We're working on identifying the root cause. Looking at the number of snapshots being made at the same time, but there is no real clear common behaviour. My backup admin has plans to move to 7.1 as soon as possible, but that still is not withi 2-3 months.
Failed consolidation is nothing but existence of Orphaned snapshots. Check if orphaned snapshots are still residing on vm.
Try cleaning orphaned snapshots from Avamar command line or from vcenter guys before initiating any backups.
Here are answers to your questions.
How are your experiences with "failed consolidations"? How often do you see them in your environment?
We did face few but i used to perform consolidation from Avamar command line and that helps. It was very rare we saw like this but so far none. We are at version 7.2 Avamar and Vcenter 6.0.
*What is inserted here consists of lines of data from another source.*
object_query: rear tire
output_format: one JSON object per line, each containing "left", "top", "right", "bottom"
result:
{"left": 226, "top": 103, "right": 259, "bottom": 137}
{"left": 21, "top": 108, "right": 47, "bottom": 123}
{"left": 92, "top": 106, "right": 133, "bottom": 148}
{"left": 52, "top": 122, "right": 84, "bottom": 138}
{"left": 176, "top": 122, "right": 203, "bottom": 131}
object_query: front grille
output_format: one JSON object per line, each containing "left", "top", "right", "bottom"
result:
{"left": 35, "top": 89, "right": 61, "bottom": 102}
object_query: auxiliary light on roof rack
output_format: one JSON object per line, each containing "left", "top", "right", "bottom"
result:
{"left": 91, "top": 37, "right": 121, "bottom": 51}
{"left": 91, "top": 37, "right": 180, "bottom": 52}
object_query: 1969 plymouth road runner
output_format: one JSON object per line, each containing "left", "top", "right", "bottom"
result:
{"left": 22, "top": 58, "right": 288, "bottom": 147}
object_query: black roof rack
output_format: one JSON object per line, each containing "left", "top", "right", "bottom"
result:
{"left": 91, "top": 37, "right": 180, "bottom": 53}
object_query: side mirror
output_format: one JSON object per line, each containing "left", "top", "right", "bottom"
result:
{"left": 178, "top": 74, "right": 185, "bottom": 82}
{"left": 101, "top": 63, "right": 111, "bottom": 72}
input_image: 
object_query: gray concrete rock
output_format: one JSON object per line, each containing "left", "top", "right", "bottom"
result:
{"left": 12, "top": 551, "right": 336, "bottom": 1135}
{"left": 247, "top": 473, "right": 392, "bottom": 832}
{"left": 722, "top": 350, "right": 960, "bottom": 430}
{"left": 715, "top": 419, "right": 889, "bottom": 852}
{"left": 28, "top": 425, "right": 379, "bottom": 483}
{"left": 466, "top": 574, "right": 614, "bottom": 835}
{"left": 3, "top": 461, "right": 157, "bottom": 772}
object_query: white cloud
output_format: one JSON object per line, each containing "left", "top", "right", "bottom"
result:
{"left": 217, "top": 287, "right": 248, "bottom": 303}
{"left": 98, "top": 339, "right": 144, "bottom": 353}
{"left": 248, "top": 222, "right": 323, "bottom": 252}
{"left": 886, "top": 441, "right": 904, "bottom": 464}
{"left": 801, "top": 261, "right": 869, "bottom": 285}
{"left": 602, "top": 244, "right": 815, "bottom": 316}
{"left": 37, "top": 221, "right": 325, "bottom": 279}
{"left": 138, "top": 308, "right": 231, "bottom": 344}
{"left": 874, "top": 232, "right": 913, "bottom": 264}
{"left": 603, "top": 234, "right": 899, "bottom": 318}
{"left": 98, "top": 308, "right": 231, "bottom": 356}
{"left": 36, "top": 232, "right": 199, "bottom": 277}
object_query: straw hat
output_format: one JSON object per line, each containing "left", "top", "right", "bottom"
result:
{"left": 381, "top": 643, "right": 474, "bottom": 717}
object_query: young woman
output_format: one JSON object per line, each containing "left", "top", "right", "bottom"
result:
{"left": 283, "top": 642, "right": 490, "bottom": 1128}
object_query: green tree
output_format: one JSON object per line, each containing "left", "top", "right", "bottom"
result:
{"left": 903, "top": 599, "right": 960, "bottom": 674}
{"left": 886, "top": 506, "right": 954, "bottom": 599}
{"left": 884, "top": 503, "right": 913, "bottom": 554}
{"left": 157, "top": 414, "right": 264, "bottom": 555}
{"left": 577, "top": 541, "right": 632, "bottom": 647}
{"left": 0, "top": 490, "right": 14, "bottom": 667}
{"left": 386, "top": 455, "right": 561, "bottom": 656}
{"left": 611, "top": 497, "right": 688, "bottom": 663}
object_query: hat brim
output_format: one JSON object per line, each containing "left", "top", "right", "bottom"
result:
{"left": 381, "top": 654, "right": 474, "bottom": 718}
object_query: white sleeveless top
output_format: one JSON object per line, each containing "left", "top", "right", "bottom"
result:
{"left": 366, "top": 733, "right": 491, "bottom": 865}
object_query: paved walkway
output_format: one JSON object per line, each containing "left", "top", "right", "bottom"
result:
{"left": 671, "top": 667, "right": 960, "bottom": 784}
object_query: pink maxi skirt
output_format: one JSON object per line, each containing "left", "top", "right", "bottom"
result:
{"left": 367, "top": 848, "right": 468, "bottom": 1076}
- How do you design for this number of VMs to be backed up? Do you try to put as much load on the proxy's as possible or put a proxy in for each cluster? Is there a max number of total VMs (not concurrent) or ESXi hosts that should be covered by a proxy?
Best practice is to deploy atleast 2 proxies per cluster. There isn't any limit for max vm's per proxy. As long as backup window is available, proxy can backup as many vm's as it can in that window with its 8 streams.
- Are there ways / settings to force a proxy to only make 1 snapshot at the same time?
the only way could be switch from 8 stream to 1 stream for a proxy.